If someone had a faster method for breaking elliptic curve keys, fast enough to have a realistic chance on GPUs, the repercussions for that would be waaaaaay larger than merely stealing some bitcoin. This is the same math upon which nearly all digital security in common use today is based. It’d be full-on cryptopocalypse.
It's US$2 billion. I can't imagine a better way of monetizing such an exploit than to convert it into cash by using Bitcoin.
The US govt can't pay you US$2 billion without it showing up as a line item in the federal budget. That's like 20% of the NSA's funding. You'd have to get authorization from the President and hold some emergency session of Congress. Other governments would pay less.
Hacking the normal banking system is also challenging. If you steal US$2 billion someone is going to notice and simply undo the transaction because banking doesn't believe in "code as law".
Changing global politics (e.g. allowing the complete decryption of diplomatic messages) has a value and magnitude of impact that is not easily measured in dollar terms.
I’ve spent the last 15 years working in cryptography. I’m now running a startup making quantum computers. I know my customers :)
Switching to one-time-pads is easier said than done. Upgrading to PQC will be complicated and difficult, and there is a lot of recorded historical messages.

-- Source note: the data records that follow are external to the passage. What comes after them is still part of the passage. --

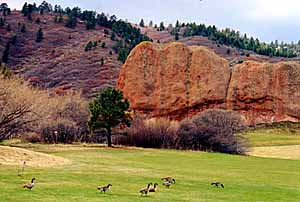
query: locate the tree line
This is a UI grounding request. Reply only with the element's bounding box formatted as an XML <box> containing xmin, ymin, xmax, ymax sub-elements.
<box><xmin>51</xmin><ymin>2</ymin><xmax>150</xmax><ymax>63</ymax></box>
<box><xmin>140</xmin><ymin>17</ymin><xmax>299</xmax><ymax>58</ymax></box>
<box><xmin>182</xmin><ymin>22</ymin><xmax>297</xmax><ymax>58</ymax></box>
<box><xmin>19</xmin><ymin>1</ymin><xmax>150</xmax><ymax>63</ymax></box>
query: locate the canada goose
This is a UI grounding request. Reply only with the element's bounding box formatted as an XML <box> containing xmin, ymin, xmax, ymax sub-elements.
<box><xmin>23</xmin><ymin>178</ymin><xmax>35</xmax><ymax>190</ymax></box>
<box><xmin>161</xmin><ymin>177</ymin><xmax>175</xmax><ymax>184</ymax></box>
<box><xmin>97</xmin><ymin>184</ymin><xmax>112</xmax><ymax>193</ymax></box>
<box><xmin>211</xmin><ymin>182</ymin><xmax>224</xmax><ymax>188</ymax></box>
<box><xmin>162</xmin><ymin>180</ymin><xmax>172</xmax><ymax>188</ymax></box>
<box><xmin>139</xmin><ymin>183</ymin><xmax>152</xmax><ymax>196</ymax></box>
<box><xmin>149</xmin><ymin>183</ymin><xmax>158</xmax><ymax>192</ymax></box>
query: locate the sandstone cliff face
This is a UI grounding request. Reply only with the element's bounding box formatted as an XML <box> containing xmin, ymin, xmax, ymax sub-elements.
<box><xmin>228</xmin><ymin>61</ymin><xmax>300</xmax><ymax>124</ymax></box>
<box><xmin>118</xmin><ymin>42</ymin><xmax>300</xmax><ymax>124</ymax></box>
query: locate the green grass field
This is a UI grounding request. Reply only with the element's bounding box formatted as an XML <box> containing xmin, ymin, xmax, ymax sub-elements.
<box><xmin>244</xmin><ymin>128</ymin><xmax>300</xmax><ymax>146</ymax></box>
<box><xmin>0</xmin><ymin>141</ymin><xmax>300</xmax><ymax>202</ymax></box>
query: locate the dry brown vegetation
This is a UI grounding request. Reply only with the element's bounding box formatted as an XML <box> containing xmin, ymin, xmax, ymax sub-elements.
<box><xmin>248</xmin><ymin>145</ymin><xmax>300</xmax><ymax>160</ymax></box>
<box><xmin>0</xmin><ymin>74</ymin><xmax>89</xmax><ymax>143</ymax></box>
<box><xmin>115</xmin><ymin>110</ymin><xmax>248</xmax><ymax>154</ymax></box>
<box><xmin>114</xmin><ymin>116</ymin><xmax>178</xmax><ymax>148</ymax></box>
<box><xmin>0</xmin><ymin>145</ymin><xmax>70</xmax><ymax>167</ymax></box>
<box><xmin>0</xmin><ymin>73</ymin><xmax>248</xmax><ymax>154</ymax></box>
<box><xmin>176</xmin><ymin>109</ymin><xmax>248</xmax><ymax>154</ymax></box>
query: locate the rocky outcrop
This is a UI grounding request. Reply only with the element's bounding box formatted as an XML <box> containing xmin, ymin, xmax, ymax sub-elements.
<box><xmin>117</xmin><ymin>42</ymin><xmax>300</xmax><ymax>124</ymax></box>
<box><xmin>227</xmin><ymin>61</ymin><xmax>300</xmax><ymax>124</ymax></box>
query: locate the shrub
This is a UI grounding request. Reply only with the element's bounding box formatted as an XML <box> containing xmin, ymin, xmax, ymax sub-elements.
<box><xmin>104</xmin><ymin>29</ymin><xmax>109</xmax><ymax>35</ymax></box>
<box><xmin>37</xmin><ymin>93</ymin><xmax>89</xmax><ymax>143</ymax></box>
<box><xmin>40</xmin><ymin>123</ymin><xmax>78</xmax><ymax>144</ymax></box>
<box><xmin>176</xmin><ymin>109</ymin><xmax>248</xmax><ymax>154</ymax></box>
<box><xmin>114</xmin><ymin>116</ymin><xmax>177</xmax><ymax>148</ymax></box>
<box><xmin>20</xmin><ymin>24</ymin><xmax>26</xmax><ymax>33</ymax></box>
<box><xmin>175</xmin><ymin>120</ymin><xmax>201</xmax><ymax>150</ymax></box>
<box><xmin>85</xmin><ymin>41</ymin><xmax>93</xmax><ymax>51</ymax></box>
<box><xmin>21</xmin><ymin>132</ymin><xmax>41</xmax><ymax>143</ymax></box>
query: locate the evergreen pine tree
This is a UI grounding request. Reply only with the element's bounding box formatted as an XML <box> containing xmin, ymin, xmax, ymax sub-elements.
<box><xmin>2</xmin><ymin>42</ymin><xmax>10</xmax><ymax>63</ymax></box>
<box><xmin>139</xmin><ymin>19</ymin><xmax>145</xmax><ymax>27</ymax></box>
<box><xmin>21</xmin><ymin>2</ymin><xmax>28</xmax><ymax>16</ymax></box>
<box><xmin>149</xmin><ymin>20</ymin><xmax>153</xmax><ymax>27</ymax></box>
<box><xmin>36</xmin><ymin>18</ymin><xmax>41</xmax><ymax>24</ymax></box>
<box><xmin>100</xmin><ymin>57</ymin><xmax>104</xmax><ymax>66</ymax></box>
<box><xmin>175</xmin><ymin>32</ymin><xmax>179</xmax><ymax>41</ymax></box>
<box><xmin>0</xmin><ymin>17</ymin><xmax>5</xmax><ymax>27</ymax></box>
<box><xmin>20</xmin><ymin>24</ymin><xmax>26</xmax><ymax>33</ymax></box>
<box><xmin>175</xmin><ymin>20</ymin><xmax>180</xmax><ymax>28</ymax></box>
<box><xmin>36</xmin><ymin>28</ymin><xmax>44</xmax><ymax>42</ymax></box>
<box><xmin>159</xmin><ymin>22</ymin><xmax>165</xmax><ymax>31</ymax></box>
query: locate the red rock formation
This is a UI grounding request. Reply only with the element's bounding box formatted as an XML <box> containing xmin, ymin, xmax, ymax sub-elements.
<box><xmin>227</xmin><ymin>61</ymin><xmax>300</xmax><ymax>124</ymax></box>
<box><xmin>117</xmin><ymin>42</ymin><xmax>300</xmax><ymax>124</ymax></box>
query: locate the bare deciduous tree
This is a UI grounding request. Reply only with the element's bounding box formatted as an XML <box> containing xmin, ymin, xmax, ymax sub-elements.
<box><xmin>0</xmin><ymin>83</ymin><xmax>35</xmax><ymax>141</ymax></box>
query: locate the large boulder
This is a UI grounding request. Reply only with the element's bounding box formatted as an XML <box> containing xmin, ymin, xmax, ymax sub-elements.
<box><xmin>118</xmin><ymin>42</ymin><xmax>230</xmax><ymax>118</ymax></box>
<box><xmin>227</xmin><ymin>61</ymin><xmax>300</xmax><ymax>124</ymax></box>
<box><xmin>117</xmin><ymin>42</ymin><xmax>300</xmax><ymax>124</ymax></box>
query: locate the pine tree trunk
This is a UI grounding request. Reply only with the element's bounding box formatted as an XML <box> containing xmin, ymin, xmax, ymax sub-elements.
<box><xmin>107</xmin><ymin>128</ymin><xmax>112</xmax><ymax>147</ymax></box>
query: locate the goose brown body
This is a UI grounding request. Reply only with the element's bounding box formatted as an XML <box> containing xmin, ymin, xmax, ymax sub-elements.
<box><xmin>23</xmin><ymin>178</ymin><xmax>35</xmax><ymax>190</ymax></box>
<box><xmin>139</xmin><ymin>183</ymin><xmax>152</xmax><ymax>196</ymax></box>
<box><xmin>97</xmin><ymin>184</ymin><xmax>112</xmax><ymax>193</ymax></box>
<box><xmin>162</xmin><ymin>180</ymin><xmax>172</xmax><ymax>188</ymax></box>
<box><xmin>149</xmin><ymin>183</ymin><xmax>158</xmax><ymax>192</ymax></box>
<box><xmin>161</xmin><ymin>176</ymin><xmax>176</xmax><ymax>184</ymax></box>
<box><xmin>211</xmin><ymin>182</ymin><xmax>224</xmax><ymax>188</ymax></box>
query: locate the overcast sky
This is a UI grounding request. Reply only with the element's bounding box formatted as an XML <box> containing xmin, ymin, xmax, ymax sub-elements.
<box><xmin>7</xmin><ymin>0</ymin><xmax>300</xmax><ymax>42</ymax></box>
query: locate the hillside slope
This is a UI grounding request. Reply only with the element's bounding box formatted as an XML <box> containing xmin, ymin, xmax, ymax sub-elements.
<box><xmin>1</xmin><ymin>10</ymin><xmax>300</xmax><ymax>98</ymax></box>
<box><xmin>139</xmin><ymin>26</ymin><xmax>300</xmax><ymax>63</ymax></box>
<box><xmin>1</xmin><ymin>11</ymin><xmax>121</xmax><ymax>97</ymax></box>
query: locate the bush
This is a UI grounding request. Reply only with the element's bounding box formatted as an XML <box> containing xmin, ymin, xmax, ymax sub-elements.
<box><xmin>114</xmin><ymin>116</ymin><xmax>177</xmax><ymax>148</ymax></box>
<box><xmin>21</xmin><ymin>132</ymin><xmax>41</xmax><ymax>143</ymax></box>
<box><xmin>176</xmin><ymin>109</ymin><xmax>248</xmax><ymax>154</ymax></box>
<box><xmin>40</xmin><ymin>123</ymin><xmax>79</xmax><ymax>144</ymax></box>
<box><xmin>175</xmin><ymin>120</ymin><xmax>204</xmax><ymax>150</ymax></box>
<box><xmin>114</xmin><ymin>110</ymin><xmax>248</xmax><ymax>154</ymax></box>
<box><xmin>37</xmin><ymin>93</ymin><xmax>89</xmax><ymax>144</ymax></box>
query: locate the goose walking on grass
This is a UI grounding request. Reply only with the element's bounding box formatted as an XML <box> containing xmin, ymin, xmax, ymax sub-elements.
<box><xmin>139</xmin><ymin>183</ymin><xmax>152</xmax><ymax>196</ymax></box>
<box><xmin>23</xmin><ymin>178</ymin><xmax>35</xmax><ymax>190</ymax></box>
<box><xmin>161</xmin><ymin>176</ymin><xmax>176</xmax><ymax>184</ymax></box>
<box><xmin>211</xmin><ymin>182</ymin><xmax>224</xmax><ymax>188</ymax></box>
<box><xmin>97</xmin><ymin>184</ymin><xmax>112</xmax><ymax>193</ymax></box>
<box><xmin>149</xmin><ymin>183</ymin><xmax>158</xmax><ymax>193</ymax></box>
<box><xmin>162</xmin><ymin>180</ymin><xmax>172</xmax><ymax>189</ymax></box>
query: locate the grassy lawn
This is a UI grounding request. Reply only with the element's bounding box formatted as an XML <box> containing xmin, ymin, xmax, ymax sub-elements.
<box><xmin>0</xmin><ymin>144</ymin><xmax>300</xmax><ymax>202</ymax></box>
<box><xmin>244</xmin><ymin>128</ymin><xmax>300</xmax><ymax>147</ymax></box>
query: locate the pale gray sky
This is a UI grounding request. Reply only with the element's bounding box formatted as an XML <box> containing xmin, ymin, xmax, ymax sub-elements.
<box><xmin>7</xmin><ymin>0</ymin><xmax>300</xmax><ymax>42</ymax></box>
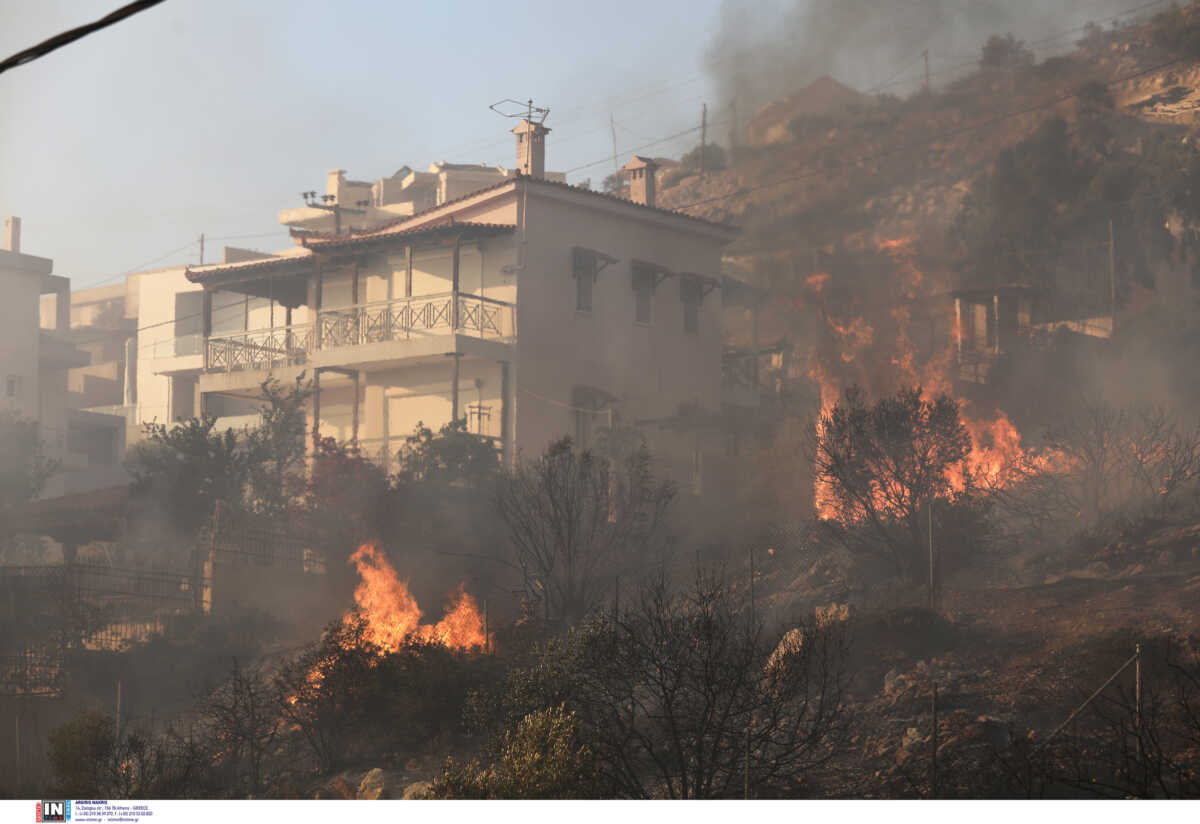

You're looking at it wrong. There doesn't need to be a generalizable, embarrassingly parallel, computationally lower class, key reduction.
Just this specific implementation with these specific wallets maybe using a version of the btc code with a small recently discovered bug that existed say for 3 months in 2011
You can have something extremely localized and get this result. And this is exactly the behavior people have long game theoried would happen under such a scenario.
You're implicitly making the claim that just because you can't find something widely discussed in literature than any optimization of any kind is impossible and nobody would ever dare to keep an advantage in stealing bitcoin wallets secret.
Stuxnet is way less plausible than this yet that happened.
People have been trying to do this for a decade and have in aggregate thrown probably north of $100 million into it through separate efforts. The idea of someone finally succeeding is kind of expected.
Again the only claim I'm making here is that this is not only a non-zero chance, but, in my mind, an over 90%.
the most likely weakness is in the ECC implementation. i don't understand the math (who does?) but what the debate over https://safecurves.cr.yp.to/ tells me is that very few people know what a "weak curve" is but people agree that they exist. this has always made me sketch on ECC in general, especially since it is also used in Tor. Another possibility is compromising the RNG used for creating the pvt sig? which since these are early addresses they would have been from a very early version of the software, and might have used a shitty RNG. If this is a crack it could definitely be state level actors (who has the US pissed off lately? who have they not?). Whether it is state/private the goal would be to extract as much real money as possible before creating a panic, so will be interesting to see where the money goes.
FYI the “safe curves” charts are garbage self-promotion for his own crypto algorithms. I generally respect DJB, but he didn’t even try to be unbiased with that analysis.
Just speculating here, but isn't it quite possible someone wasn't intentionally sitting on it for 14 years and instead just couldn't access it? For example, if they've been sitting in prison this whole time. Something like that seems (statistically anyway) more plausible to me than getting lucky on guessing a key.
There are 200 million+ BTC wallets.
They've found 54 out of 200 million+ or about 0.00002% of wallets - in how many years?